When I was a teenager, my father inherited a house from his Grandmother, and we all moved there together. The road that she had lived on since the house had been built in the 1940s had become the most sought-after streets, not to mention with some of the most valuable land. I spent half of my life in a very normal middle-class town, and the other half rubbing shoulders with some of the most financially successful people in the country.
At first, it really affected my self-esteem and I felt inferior, but I know that one of my roles in life is to be a hybrid, a mediator. I cross over between classes and cultures and it means I cannot typecast the millionaires I live with any more than my friends who eek by on disability benefits. Here are some of the ways in which my proximity has changed the way I look at work and money in a positive way.
1. I am more important than money
I remember reading an article by a young woman who had grown up with immigrant parents. She said that one of the most difficult things she had ever done was borrow money to go to law school. Growing up, her parents were always saving every single penny they could, going without, amassing piles of money — not for their future, but in preparation for the next terrible thing. Their entire lives were focused on preparing for the next catastrophe rather than the next opportunity. Even though becoming a lawyer would mean she would have a better life, borrowing money felt inherently wrong, denying her programming, doing something reckless.
I can honestly say that reading this completely changed the course of my life. I spent my twenties working, doing without, and squirreling rather than taking advantage of opportunities. I did amass a nest egg, and then the emergency I had been anticipating happened and that money went away. I think of all the things I could have done differently with those years of my life, and I honestly have to try very hard not to get pissed off at the waste of it all. Now that I’m in my thirties, I make choices that are based on personal development and networking, money is still on my mind, and I don’t spend recklessly. But I don’t deny myself a good standard of living because I’m afraid life is going to kick me in the teeth and I will have nothing to fall back on.
2. I am less hard on myself when I fail
I used to feel vaguely paranoid about failure and success, that I had to put on a perfect veneer of affluence (again working-class, immigrant paranoia) and never ask for help and never ever fail at anything I attempted.

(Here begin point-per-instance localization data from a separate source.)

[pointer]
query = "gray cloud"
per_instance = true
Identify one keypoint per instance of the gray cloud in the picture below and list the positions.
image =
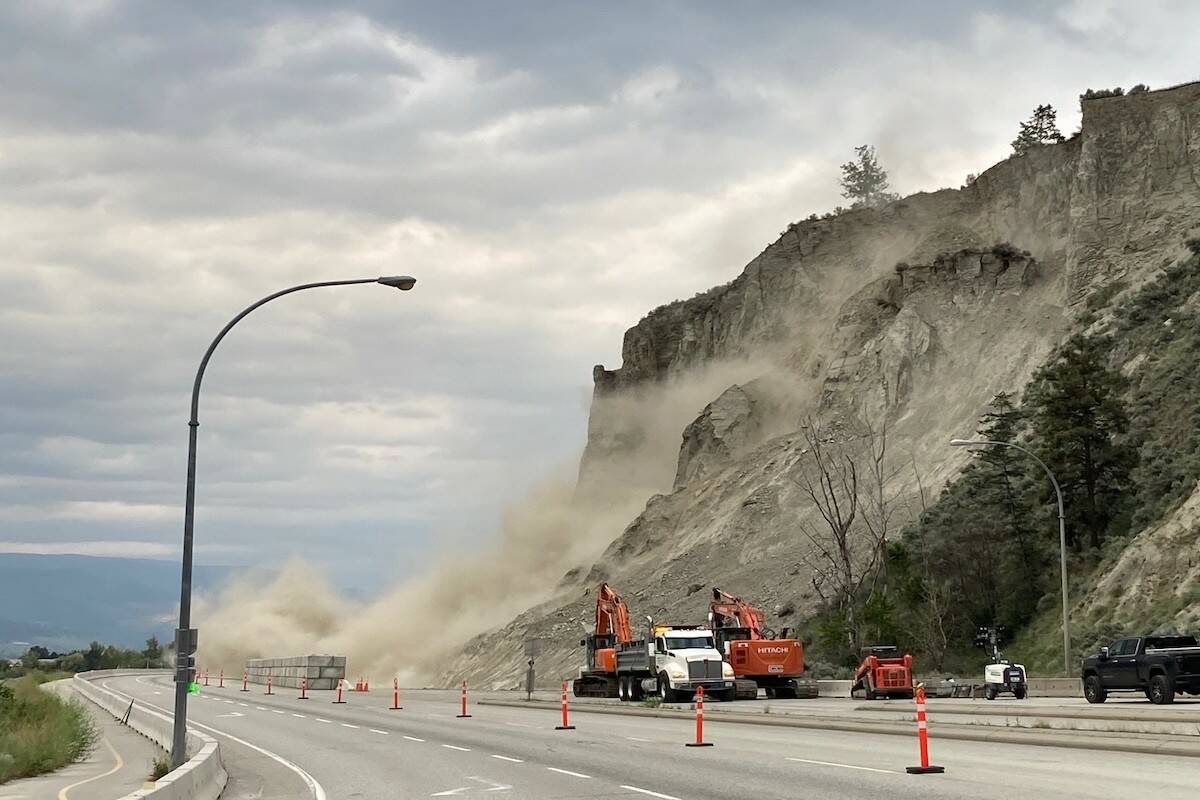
(549, 170)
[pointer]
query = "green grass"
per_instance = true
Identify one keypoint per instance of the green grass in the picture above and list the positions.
(39, 731)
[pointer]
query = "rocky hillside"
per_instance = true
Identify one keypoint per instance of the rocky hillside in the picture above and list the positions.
(909, 318)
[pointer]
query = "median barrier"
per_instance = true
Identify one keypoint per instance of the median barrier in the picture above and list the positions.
(201, 777)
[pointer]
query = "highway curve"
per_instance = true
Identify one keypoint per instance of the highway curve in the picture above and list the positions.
(363, 750)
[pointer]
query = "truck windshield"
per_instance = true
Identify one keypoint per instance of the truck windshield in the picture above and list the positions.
(689, 642)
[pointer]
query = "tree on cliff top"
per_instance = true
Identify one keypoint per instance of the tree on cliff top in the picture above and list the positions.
(864, 181)
(1042, 128)
(1078, 420)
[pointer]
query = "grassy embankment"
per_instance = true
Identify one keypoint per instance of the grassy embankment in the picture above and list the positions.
(40, 732)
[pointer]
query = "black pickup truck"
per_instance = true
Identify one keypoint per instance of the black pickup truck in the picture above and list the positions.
(1158, 666)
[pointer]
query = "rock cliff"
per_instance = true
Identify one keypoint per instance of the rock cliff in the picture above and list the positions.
(910, 317)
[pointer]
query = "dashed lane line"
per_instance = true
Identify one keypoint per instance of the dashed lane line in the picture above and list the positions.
(847, 767)
(653, 794)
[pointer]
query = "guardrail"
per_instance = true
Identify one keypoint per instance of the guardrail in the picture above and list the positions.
(202, 777)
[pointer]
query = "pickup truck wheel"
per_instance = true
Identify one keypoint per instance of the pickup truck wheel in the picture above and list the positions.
(1162, 690)
(1093, 690)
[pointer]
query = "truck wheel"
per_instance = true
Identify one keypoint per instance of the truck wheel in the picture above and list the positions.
(1093, 690)
(666, 693)
(1162, 690)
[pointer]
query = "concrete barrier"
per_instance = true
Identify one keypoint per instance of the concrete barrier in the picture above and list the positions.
(323, 672)
(202, 777)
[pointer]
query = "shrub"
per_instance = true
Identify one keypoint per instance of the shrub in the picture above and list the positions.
(40, 732)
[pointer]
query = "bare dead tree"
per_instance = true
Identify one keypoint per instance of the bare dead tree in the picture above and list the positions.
(935, 609)
(845, 479)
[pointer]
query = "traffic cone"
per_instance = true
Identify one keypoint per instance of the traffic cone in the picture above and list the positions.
(923, 737)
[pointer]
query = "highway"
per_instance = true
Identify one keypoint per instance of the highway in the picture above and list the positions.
(280, 746)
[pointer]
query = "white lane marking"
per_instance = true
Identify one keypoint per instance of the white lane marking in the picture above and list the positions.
(318, 791)
(847, 767)
(653, 794)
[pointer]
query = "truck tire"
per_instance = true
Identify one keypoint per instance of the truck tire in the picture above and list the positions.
(1093, 690)
(666, 693)
(1162, 690)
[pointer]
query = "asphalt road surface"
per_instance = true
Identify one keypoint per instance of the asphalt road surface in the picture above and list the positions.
(282, 746)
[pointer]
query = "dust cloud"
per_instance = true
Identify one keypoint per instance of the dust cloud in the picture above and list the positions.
(417, 629)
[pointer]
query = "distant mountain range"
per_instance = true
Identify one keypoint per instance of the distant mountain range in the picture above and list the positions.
(66, 601)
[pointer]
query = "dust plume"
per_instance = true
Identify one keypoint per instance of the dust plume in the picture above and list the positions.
(417, 629)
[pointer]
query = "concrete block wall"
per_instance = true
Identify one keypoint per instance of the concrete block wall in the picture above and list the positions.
(323, 672)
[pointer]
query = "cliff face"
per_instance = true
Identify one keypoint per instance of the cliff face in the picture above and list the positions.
(910, 317)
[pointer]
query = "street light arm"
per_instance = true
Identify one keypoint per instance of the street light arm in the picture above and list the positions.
(1057, 491)
(208, 354)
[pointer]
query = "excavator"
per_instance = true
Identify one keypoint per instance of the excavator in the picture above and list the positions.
(612, 629)
(760, 659)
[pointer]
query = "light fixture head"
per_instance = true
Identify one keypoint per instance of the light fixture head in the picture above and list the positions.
(401, 282)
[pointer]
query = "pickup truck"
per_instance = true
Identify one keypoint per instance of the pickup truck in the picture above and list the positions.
(1158, 666)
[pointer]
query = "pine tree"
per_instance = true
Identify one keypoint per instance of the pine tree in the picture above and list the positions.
(1078, 417)
(1042, 128)
(864, 181)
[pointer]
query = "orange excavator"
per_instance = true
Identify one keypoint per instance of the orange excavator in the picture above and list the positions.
(612, 629)
(883, 673)
(760, 659)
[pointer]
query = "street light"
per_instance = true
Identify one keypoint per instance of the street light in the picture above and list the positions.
(1062, 535)
(185, 637)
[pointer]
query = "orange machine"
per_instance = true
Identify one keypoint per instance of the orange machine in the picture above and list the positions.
(883, 673)
(599, 678)
(759, 659)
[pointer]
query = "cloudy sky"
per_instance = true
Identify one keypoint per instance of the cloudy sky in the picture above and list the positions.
(549, 172)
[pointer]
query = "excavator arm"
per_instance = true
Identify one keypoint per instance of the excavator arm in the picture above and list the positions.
(612, 615)
(733, 612)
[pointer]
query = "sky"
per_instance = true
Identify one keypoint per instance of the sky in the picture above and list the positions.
(549, 172)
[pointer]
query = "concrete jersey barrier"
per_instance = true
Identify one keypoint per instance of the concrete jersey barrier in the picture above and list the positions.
(202, 777)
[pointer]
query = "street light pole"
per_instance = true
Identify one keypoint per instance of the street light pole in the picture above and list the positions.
(184, 635)
(1062, 536)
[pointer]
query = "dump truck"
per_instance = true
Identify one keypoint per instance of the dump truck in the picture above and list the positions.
(760, 657)
(671, 661)
(883, 673)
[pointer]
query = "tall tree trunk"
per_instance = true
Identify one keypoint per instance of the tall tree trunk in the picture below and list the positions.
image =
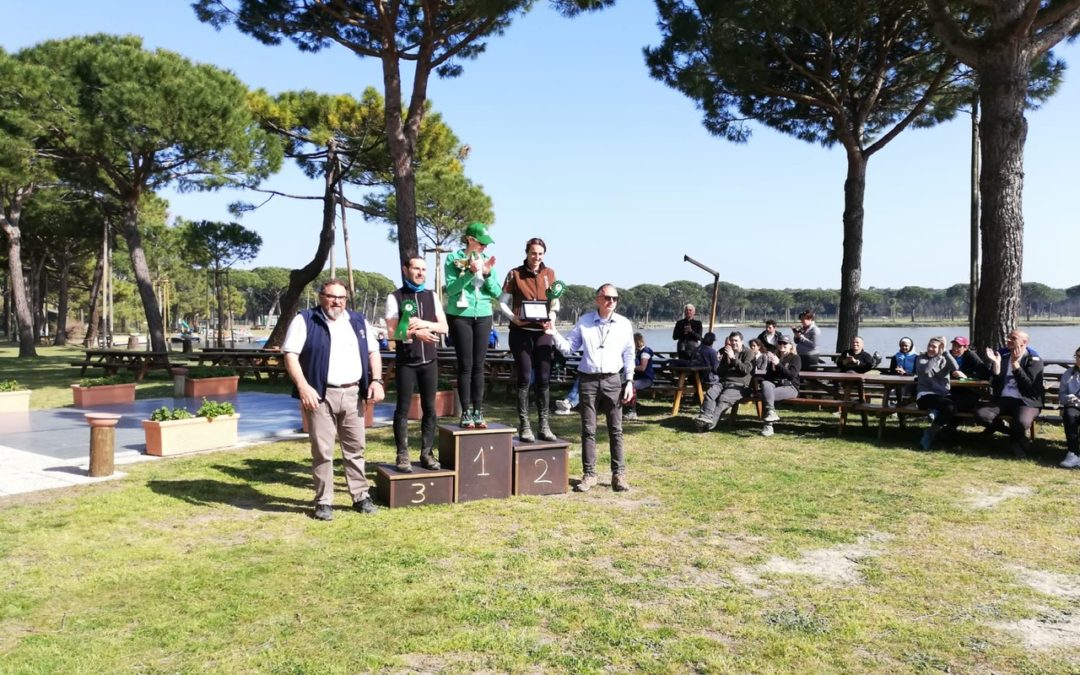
(299, 279)
(1002, 86)
(24, 316)
(95, 307)
(851, 267)
(130, 229)
(63, 293)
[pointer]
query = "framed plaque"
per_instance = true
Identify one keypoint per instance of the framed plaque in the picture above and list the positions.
(535, 310)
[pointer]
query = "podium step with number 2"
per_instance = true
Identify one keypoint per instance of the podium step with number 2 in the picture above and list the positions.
(541, 468)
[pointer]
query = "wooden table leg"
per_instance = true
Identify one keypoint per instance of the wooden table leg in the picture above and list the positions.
(678, 393)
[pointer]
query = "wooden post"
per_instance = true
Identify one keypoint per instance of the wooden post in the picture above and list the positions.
(103, 435)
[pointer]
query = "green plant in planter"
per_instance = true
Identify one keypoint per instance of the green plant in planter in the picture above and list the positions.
(164, 414)
(210, 409)
(197, 373)
(120, 378)
(11, 386)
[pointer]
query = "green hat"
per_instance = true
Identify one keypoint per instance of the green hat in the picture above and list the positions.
(478, 231)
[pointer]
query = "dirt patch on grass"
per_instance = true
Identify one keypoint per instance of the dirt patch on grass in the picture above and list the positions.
(834, 566)
(1051, 631)
(983, 499)
(1050, 583)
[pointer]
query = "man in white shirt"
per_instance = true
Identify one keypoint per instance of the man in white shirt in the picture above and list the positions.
(606, 341)
(333, 359)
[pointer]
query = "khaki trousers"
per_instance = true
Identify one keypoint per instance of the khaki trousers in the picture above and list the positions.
(339, 415)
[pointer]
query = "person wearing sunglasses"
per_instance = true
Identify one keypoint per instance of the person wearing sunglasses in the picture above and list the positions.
(471, 285)
(606, 341)
(333, 359)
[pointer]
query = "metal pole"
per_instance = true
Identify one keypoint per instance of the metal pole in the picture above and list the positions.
(716, 282)
(976, 199)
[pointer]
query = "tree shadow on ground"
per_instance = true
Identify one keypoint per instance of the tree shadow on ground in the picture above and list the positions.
(203, 493)
(282, 472)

This is going to make me sound completely paranoid, but I had this underlying fear that if I failed, people would enjoy it and find it funny. I could almost hear a vague echo of “think you’re better than us princess” or “remember how bad this feels the next time you get ideas above your station.” I don’t know where these voices came from but they’ve been knocking around in my head since I was in school.
The funny thing is, with businessmen, they do fail and they just go at it again. Everything you try is a gamble, whether you’re setting up a business or pursuing a masters degree. Being able to fail and start again is a luxury. I’ve attempted many things that have failed, and I don’t regret doing them because I’ve learned so much from those mistakes.

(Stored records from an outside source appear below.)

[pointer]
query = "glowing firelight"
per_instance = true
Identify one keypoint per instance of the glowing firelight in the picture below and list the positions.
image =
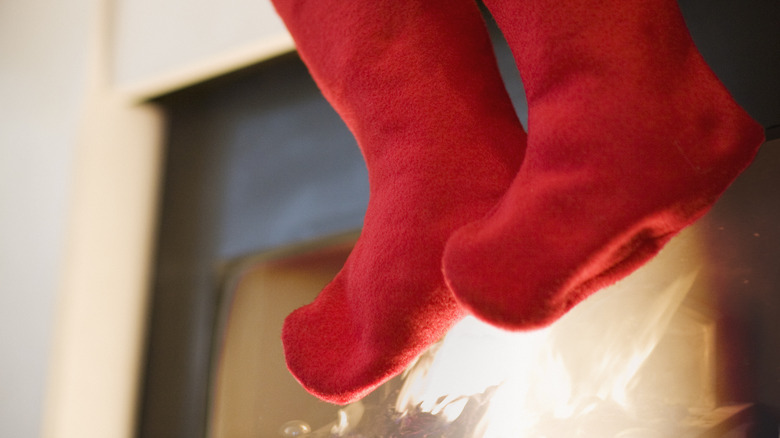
(588, 375)
(631, 361)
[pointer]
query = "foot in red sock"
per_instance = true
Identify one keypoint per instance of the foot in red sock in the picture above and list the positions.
(631, 138)
(417, 84)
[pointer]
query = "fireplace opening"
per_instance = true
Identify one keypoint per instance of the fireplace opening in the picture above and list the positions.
(260, 171)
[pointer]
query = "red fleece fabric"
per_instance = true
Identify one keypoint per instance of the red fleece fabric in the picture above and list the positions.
(631, 137)
(417, 84)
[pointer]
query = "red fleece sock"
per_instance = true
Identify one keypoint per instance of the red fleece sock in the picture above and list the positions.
(417, 84)
(631, 138)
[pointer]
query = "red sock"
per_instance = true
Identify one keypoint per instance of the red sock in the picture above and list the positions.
(417, 84)
(631, 138)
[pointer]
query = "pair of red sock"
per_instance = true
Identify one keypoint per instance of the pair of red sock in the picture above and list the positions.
(630, 138)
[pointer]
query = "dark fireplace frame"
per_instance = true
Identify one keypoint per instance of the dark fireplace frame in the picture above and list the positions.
(257, 160)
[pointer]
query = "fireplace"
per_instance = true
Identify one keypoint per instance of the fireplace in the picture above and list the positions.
(663, 353)
(263, 197)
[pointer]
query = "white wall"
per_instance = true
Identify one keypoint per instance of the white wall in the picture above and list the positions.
(79, 164)
(43, 55)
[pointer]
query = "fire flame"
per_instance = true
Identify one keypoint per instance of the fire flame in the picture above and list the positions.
(630, 361)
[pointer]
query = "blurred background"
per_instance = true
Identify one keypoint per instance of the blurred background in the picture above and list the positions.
(82, 153)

3. I am less materialistic
This was the thing that really surprised me. Don’t get me wrong — I have nice clothes, a few pieces of jewelry and high-quality things, but everything I own could probably fit in a large suitcase. The neighbors I know who are the happiest are very family oriented, they live carefully, and quite often utter the phrase “I can’t believe it was so expensive,” which never fails to make me laugh. I have become very contented with what I have and don’t feel the need to show off or project an image of affluence. I’ve lost all of my insecurities about looking poor because I know that’s not what these people with wealth worry about. They are comfortable in their own skin.

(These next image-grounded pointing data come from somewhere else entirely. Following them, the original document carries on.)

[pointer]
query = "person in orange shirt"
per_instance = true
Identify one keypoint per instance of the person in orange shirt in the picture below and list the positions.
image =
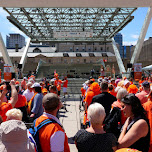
(131, 80)
(126, 84)
(94, 90)
(58, 83)
(44, 91)
(21, 104)
(52, 136)
(141, 81)
(148, 107)
(132, 89)
(112, 90)
(142, 96)
(23, 83)
(121, 93)
(11, 103)
(65, 85)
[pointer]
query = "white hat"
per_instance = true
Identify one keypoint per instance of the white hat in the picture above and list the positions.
(126, 81)
(29, 84)
(25, 78)
(14, 137)
(36, 85)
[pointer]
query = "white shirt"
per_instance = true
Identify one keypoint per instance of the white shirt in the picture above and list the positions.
(58, 138)
(28, 95)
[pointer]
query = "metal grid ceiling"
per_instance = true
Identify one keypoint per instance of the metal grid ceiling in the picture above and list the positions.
(39, 23)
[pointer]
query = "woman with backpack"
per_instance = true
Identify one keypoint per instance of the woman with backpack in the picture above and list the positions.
(136, 131)
(94, 138)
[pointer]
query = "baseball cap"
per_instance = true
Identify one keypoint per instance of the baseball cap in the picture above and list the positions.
(146, 84)
(126, 81)
(36, 85)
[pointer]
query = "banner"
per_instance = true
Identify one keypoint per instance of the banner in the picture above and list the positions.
(7, 72)
(137, 70)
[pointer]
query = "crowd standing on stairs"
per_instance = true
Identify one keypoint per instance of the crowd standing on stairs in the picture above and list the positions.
(117, 115)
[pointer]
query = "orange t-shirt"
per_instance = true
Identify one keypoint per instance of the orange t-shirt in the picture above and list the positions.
(118, 104)
(83, 91)
(21, 102)
(148, 107)
(23, 84)
(113, 93)
(89, 97)
(3, 109)
(46, 132)
(58, 83)
(65, 84)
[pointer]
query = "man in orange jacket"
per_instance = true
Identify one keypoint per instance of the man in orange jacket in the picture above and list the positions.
(52, 136)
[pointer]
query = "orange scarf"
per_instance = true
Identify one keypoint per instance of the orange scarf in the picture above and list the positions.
(30, 103)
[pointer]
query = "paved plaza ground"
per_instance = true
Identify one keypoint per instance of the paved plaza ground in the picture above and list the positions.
(71, 119)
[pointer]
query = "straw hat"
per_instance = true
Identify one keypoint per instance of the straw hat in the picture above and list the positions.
(14, 138)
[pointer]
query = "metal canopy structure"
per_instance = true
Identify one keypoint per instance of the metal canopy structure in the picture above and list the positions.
(40, 23)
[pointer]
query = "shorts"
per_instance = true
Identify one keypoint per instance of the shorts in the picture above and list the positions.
(64, 89)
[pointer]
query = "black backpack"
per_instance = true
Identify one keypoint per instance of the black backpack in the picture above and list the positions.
(35, 132)
(112, 123)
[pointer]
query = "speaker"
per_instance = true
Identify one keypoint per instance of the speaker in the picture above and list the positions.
(13, 75)
(20, 66)
(129, 65)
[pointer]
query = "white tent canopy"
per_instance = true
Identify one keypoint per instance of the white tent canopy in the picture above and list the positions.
(149, 67)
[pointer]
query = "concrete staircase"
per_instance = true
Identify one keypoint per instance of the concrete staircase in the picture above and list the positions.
(73, 70)
(74, 86)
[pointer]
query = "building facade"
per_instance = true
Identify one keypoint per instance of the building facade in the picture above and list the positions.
(15, 41)
(119, 39)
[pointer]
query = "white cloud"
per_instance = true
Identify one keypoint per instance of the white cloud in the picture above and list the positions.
(129, 43)
(135, 36)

4. I don’t feel ashamed of my upbringing or my lifestyle
When I was younger, I used to go to a special supermarket that sold expired products. We used to buy tins of beans there, spices, snacks and things for my packed lunch. I had a game I used to play because I was so worried one of the wealthier girls I went to school with would catch me walking in or out of this shop (it was fine when I was actually in the shop because then I was invisible — 9-year-old logic!). When I was walking into or exiting the expired food shop with my parents, I would hold my breath. If I held my breath no one would see me. I always held my breath and it always worked, as none of the wealthier girls ever knew I shopped there, and they never spread rumors about me at school.
My income has fluctuated massively throughout my life, and I still go to the expired supermarket to buy snacks and spices and chewing gum. It’s now part of my identity because it makes good economic sense to me. Why pay $1 for a packet of chewing gum when you can buy barely-expired gum for 20c? Just chew a little harder! Cheap, expired snacks meant my parents could put themselves through college, could afford to buy me a school uniform. They are not the enemy! Hurrah! Also, I now know that millionaires are some of the biggest eccentric cheapskates. I consider expired snacks to be my secret eccentricity. I also ride a bike instead of driving, I wear second-hand clothes, and I drink a glass of wine before going out so I only buy one cocktail.
Once I was at a party and an acquaintance made a comment about seeing me walking down the street instead of driving and asked me why I didn’t drive a car. One of the most successful jewelry designers overheard the conversation and chimed in, “Darling, she doesn’t need to drive, she is the sports car.”